A suit of armor, a storm and a song without shelter is Leo Rizzi’s bravest leap.

In an industry where almost everything is calculated, there are artists who still dare to go unprotected.

Leo Rizzi does it literally.

In the music video for “Puro”, the singer-songwriter appears dressed in medieval knight’s armor while a snowstorm rages around him. But what is really important is not the image -it is what happens next-: layer by layer, the artist strips himself of all defense until he is exposed.

It’s not just one scene.

It is an artistic statement.

With this single, available from February 6, 2026, Rizzi inaugurates a more mature, introspective and radically honest creative stage.

A song that does not hide

Composed with Jesús José Ortega Bermúdez and Juan González Sánchez, and co-produced with RYO, “Puro” moves in the territory of emotional soft rock, but avoids falling into sonic complacency.

Everything here breathes intention.

A constant drumming marks an almost hypnotic pulse while the acoustic guitars sustain the intimacy of the lyrics. Then the silence appears -strategic, almost tangible- in the chorus, as if the song needed space to say what words cannot reach.

Rizzi’s voice does not seek to impress; it seeks to connect.

And that choice changes everything.

The sound of lowering defenses

There are songs that talk about love and others that go through it without filters.
“Pure” belongs to the second category.

The song is built as a confession of absolute emotional surrender -that instant when someone decides to stop protecting himself- and finds one of its most luminous moments in the string arrangement signed by Daniel Acebes “El Cheli”.

Violins and cellos emerge towards the end as a warm current, elevating the vulnerability of the theme without turning it into fragility.

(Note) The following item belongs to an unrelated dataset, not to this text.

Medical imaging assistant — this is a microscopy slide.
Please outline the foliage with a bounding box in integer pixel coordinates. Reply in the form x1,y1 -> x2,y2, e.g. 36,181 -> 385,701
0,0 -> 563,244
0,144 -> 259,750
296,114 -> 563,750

Because here vulnerability is not weakness.

It is courage.

A video clip that turns emotion into a symbol

Shot in Madrid and directed by Sofía Boriosi, the video amplifies the song’s narrative with a powerful visual charge. Ana Roda’s creative direction and Sofía Colodrón’s photography construct an almost dreamlike landscape where cold, metal and silence function as emotional metaphors.

Armor does not represent strength.

Represents fear.

And taking it off – piece by piece – is the real climax.

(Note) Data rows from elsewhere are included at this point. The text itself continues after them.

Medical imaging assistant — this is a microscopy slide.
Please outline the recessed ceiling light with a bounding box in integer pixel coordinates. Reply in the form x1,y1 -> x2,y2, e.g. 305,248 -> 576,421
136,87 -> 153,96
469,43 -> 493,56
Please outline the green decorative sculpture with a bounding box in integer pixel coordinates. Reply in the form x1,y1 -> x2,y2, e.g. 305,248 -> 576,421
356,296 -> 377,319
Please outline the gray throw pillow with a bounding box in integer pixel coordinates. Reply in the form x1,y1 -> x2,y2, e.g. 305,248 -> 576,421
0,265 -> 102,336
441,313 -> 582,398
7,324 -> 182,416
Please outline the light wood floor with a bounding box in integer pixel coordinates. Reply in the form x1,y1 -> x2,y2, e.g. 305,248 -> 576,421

Few images better describe Leo Rizzi’s artistic moment.

After “Pájaro Azul”, a leap inwards

If his debut already showed an uncommon sensibility, “Puro” confirms something more interesting: the artist is not trying to be bigger, but truer.

That movement is often what separates passing musicians from those who build a lasting identity.

In a panorama saturated with stimuli, Rizzi opts for the opposite: lowering the emotional volume so that what is important can be heard.

And that decision rarely goes unnoticed.

Because when an artist stops hiding, the public notices.

And, more often than not, it gets a little closer.